3.1.3 L’histoire de la construction des logiques de postes

Durant toute la période de 1850 à 1944, les méthodes de travail sont empiriques et les performances de la main d’œuvre faibles. En 1880, naît l’Organisation Scientifique du Travail avec le postulat qu’il est possible d’accroître l’efficacité des salariés en parcellisant les tâches et en spécialisant les personnes. C’est à partir de ces principes que la notion de poste de travail émerge et trouve son utilisation dans de nombreux domaines que nous venons de voir. Cette utilisation va avoir un développement, à partir des années 1950, avec la cotation par poste, inspirée des méthodes américaines, qui lie les salaires des ouvriers aux postes qu’ils occupent (job évaluation)(Pezet, 2000) 124 .

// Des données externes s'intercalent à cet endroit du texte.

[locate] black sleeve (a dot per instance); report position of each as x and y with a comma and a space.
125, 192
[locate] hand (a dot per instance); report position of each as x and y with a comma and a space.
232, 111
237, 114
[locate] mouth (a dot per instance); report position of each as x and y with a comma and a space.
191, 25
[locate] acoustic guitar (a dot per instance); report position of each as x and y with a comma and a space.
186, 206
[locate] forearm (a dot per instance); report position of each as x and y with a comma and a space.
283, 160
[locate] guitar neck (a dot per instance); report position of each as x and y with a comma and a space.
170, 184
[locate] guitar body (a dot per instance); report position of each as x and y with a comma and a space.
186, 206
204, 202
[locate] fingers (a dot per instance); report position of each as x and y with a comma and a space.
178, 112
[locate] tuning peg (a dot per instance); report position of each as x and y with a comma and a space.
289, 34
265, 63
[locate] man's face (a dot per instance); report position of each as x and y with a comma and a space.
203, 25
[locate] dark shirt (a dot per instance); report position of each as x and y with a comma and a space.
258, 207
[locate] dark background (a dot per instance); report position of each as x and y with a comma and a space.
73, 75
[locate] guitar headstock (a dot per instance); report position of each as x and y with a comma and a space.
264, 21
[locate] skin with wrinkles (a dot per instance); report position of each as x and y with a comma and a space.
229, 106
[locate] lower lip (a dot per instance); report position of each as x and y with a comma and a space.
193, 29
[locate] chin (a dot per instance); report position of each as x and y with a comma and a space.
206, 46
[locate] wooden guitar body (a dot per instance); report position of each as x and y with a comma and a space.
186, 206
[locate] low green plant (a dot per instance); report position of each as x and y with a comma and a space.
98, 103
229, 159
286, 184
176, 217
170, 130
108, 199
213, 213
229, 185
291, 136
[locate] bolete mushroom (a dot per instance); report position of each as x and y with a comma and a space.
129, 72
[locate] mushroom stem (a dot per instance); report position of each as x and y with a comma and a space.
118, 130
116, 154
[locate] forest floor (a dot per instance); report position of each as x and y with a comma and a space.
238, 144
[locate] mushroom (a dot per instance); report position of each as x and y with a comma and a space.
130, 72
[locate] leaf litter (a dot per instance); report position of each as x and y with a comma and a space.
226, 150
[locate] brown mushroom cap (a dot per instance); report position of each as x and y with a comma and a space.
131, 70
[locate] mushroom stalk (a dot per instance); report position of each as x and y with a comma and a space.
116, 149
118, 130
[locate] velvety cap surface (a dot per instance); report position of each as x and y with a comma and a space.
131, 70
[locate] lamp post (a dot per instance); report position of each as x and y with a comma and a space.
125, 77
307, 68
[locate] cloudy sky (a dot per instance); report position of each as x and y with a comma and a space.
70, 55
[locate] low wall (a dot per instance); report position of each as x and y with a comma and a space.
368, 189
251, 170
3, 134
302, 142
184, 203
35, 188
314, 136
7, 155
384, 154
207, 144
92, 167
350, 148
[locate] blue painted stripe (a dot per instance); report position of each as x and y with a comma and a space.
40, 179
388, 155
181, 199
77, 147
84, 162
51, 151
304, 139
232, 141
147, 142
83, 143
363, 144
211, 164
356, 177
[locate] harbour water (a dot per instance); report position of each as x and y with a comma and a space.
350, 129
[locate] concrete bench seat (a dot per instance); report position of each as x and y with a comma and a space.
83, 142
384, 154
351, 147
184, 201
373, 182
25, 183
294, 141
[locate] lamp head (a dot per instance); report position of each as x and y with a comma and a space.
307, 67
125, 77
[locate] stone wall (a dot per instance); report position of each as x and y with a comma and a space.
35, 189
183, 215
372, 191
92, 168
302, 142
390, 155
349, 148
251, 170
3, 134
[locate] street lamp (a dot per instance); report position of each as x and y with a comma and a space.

Lussato (1972) 125 dégage les hypothèses implicites sur lesquelles se fonde l’Organisation Scientifique du Travail en identifiant les différents principes suivants :

L’analyse de Lussato sur les concepts de Taylor montre que, dans le modèle taylorien-fordien, le personnel occupe un poste et que la spécialisation du travail a pour corollaire sa division. La spécialisation du travail se justifie par des considérations économiques et est synonyme de productivité (Helfer,Kalika et Orsoni, 2000) 126 . Ce constat renvoie au principe de spécialisation qui entraîne une plus grande facilité d’apprentissage des tâches simples prescrites et autorise à penser que l’homme sera ainsi plus « rentable », c’est-à-dire plus productif. Cette productivité renvoie aussi à des préoccupations économiques comme nous l’avons vu dans la société X, où il était instauré jusqu’en 1990, le système des « minutes-primes » ou primes au rendement. Les incidences économiques de cette productivité sont, du côté de l’entreprise, des gains potentiellement supérieurs par rapport aux standards définis et du côté du salarié, une source de « motivation » qui tend à le pousser à plus de productivité.

Nous verrons dans la section 6.8 que cette vision restrictive de la productivité semble déboucher aujourd’hui sur d’autres indicateurs de performance, comme la réduction des coûts cachés ou la rémunération des compétences.

Nous pourrions résumer la notion de poste et son évolution à travers ses différentes applications par la figure 3-3 suivante :

Figure 3- 3 : l’évolution de la notion de poste
Figure 3- 3 : l’évolution de la notion de poste

L’analyse de poste et la description des tâches qui le composent, sont des supports très utilisés dans la gestion des effectifs des organisations. Elles permettent de se rendre compte de l’utilité de tel ou tel poste en regard de la nature de l’activité et de son importance. Cela nous renvoie à son coût et justifie ou non un recrutement. Pour le recrutement, l’analyse de poste est un support à la recherche des candidats possédant les compétences nécessaires à la tenue du poste de travail à pourvoir. Elle permet en interne, à l’occasion des entretiens d’évaluation, d’apprécier le niveau des compétences des titulaires par rapport aux postes tenus et d’envisager si nécessaire des actions de formation afin d’optimiser l’adéquation formation / emploi.

Comme nous le verrons au chapitre 4, la description de poste est la première phase opératoire du processus de classification des emplois dans une organisation. Les descriptions de postes permettent d’attribuer un poids relatif aux différents postes de travail dont l’objectif est de pouvoir déterminer des seuils de rémunération en fonction de ce poids. Les études ergonomiques effectuées sur les postes de travail s’appuient sur les descriptions de postes pour améliorer les conditions de travail et répondre à un certain nombre de contraintes législatives d’hygiène et de sécurité. Enfin, nous avons déjà précisé l’importance de la description de poste dans la recherche des coûts induits par le poste en valorisant les tâches élémentaires effectuées.

Face à cette invention taylorienne, nous proposons de voir comment les différents regards portés sur les organisations ont influencé les logiques de postes et façonné un modèle de l’homme au travail face à ces logiques.

Notes
124.

PEZET E.,  « Négociation et gouvernement d’entreprise », Entreprise et histoire, 2000, n° 26, pp. 74-88, op. cit.

125.

LUSSATO B., « Introduction critique aux théories des organisations », Ed. Dunod, 1972, cité par SAVALL H. dans « Enrichir le travail humain : l’évaluation économique », Ed. Economica, 1989, 275 p.

126.

HELFER J.P., KALIKA M., ORSONI J., « Management : Stratégie et organisation » Ed. VUIBERT, 2000, 3ème Edition, 404 p. op. cit.